Acessibilidade / Reportar erro

DECOMPOSITION OF HYDRAZINE BY TUNGSTEN OXYCARBIDES: THE INFLUENCE OF MACROPOROSITY AND MECHANICAL STRENGTH ON A 2 N MICROTHRUSTER ENGINE

Abstract

The aim of this work was to prepare tungsten oxycarbides by Temperature Programmed Reaction (TPR), starting with previously molded macroporous tungsten oxide (WO3). The tungsten oxycarbides were prepared by one of two different methods: direct carburization with CH4/H2 to obtain WC or preliminary formation of nitrides with NH3 to obtain W2N, followed by carburization to W2C and WC with CH4/H2. Results suggested that the carburization of the W2N was incomplete, resulting in an oxycarbonitride, or did not occur at all, with the end material being W2N. From among the materials prepared, two catalysts were selected as a function of their mechanical properties, and their performances were compared with a 2 N microthruster using the Shell 405 commercial catalyst in the reaction of hydrazine decomposition.

tungsten oxycarbide; macroporosity; mechanical strength; hydrazine


DECOMPOSITION OF HYDRAZINE BY TUNGSTEN OXYCARBIDES: THE INFLUENCE OF MACROPOROSITY AND MECHANICAL STRENGTH ON A 2 N MICROTHRUSTER ENGINE

R.Vieira1, G.M.Cruz2 and J.A.J.Rodrigues1

1Instituto Nacional de Pesquisas Espaciais, Rodovia Presidente Dutra km 40, Cx, P. 01, 12630 000,

Fone: (012) 560-9250, Fax (012) 561-1992, Cachoeira Paulista - São Paulo, Brazil.

E-mail: jajr@lcp.inpe.br.

2Faculdade de Engenharia Química de Lorena, C.P. 116, 12600 000, Lorena São Paulo, Brazil.

(Received: October 10, 2000 ; Accepted: August 31, 2001)

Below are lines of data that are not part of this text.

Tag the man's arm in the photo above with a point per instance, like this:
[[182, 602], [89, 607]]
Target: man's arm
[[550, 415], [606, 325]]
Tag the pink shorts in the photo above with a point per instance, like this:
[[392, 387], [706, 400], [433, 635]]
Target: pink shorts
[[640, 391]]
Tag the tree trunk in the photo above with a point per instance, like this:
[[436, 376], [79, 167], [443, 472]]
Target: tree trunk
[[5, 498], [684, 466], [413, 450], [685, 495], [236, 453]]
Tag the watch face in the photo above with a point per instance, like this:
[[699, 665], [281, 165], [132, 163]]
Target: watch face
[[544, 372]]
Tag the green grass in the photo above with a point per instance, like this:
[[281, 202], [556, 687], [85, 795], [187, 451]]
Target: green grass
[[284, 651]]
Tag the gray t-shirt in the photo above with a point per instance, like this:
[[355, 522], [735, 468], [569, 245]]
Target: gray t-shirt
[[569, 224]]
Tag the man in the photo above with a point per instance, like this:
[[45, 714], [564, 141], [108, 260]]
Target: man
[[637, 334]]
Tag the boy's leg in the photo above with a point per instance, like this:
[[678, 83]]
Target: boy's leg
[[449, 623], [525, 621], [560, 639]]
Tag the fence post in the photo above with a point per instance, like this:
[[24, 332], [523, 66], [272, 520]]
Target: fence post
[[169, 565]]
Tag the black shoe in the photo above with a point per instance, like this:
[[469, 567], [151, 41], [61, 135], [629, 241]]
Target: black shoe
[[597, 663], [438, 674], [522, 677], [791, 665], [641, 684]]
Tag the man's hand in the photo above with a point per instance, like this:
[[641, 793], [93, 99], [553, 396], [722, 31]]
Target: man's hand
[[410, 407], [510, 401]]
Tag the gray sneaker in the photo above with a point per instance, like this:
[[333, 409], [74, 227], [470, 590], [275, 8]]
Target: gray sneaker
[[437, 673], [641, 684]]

Abstract: The aim of this work was to prepare tungsten oxycarbides by Temperature Programmed Reaction (TPR), starting with previously molded macroporous tungsten oxide (WO3). The tungsten oxycarbides were prepared by one of two different methods: direct carburization with CH4/H2 to obtain WC or preliminary formation of nitrides with NH3 to obtain W2N, followed by carburization to W2C and WC with CH4/H2. Results suggested that the carburization of the W2N was incomplete, resulting in an oxycarbonitride, or did not occur at all, with the end material being W2N. From among the materials prepared, two catalysts were selected as a function of their mechanical properties, and their performances were compared with a 2 N microthruster using the Shell 405 commercial catalyst in the reaction of hydrazine decomposition.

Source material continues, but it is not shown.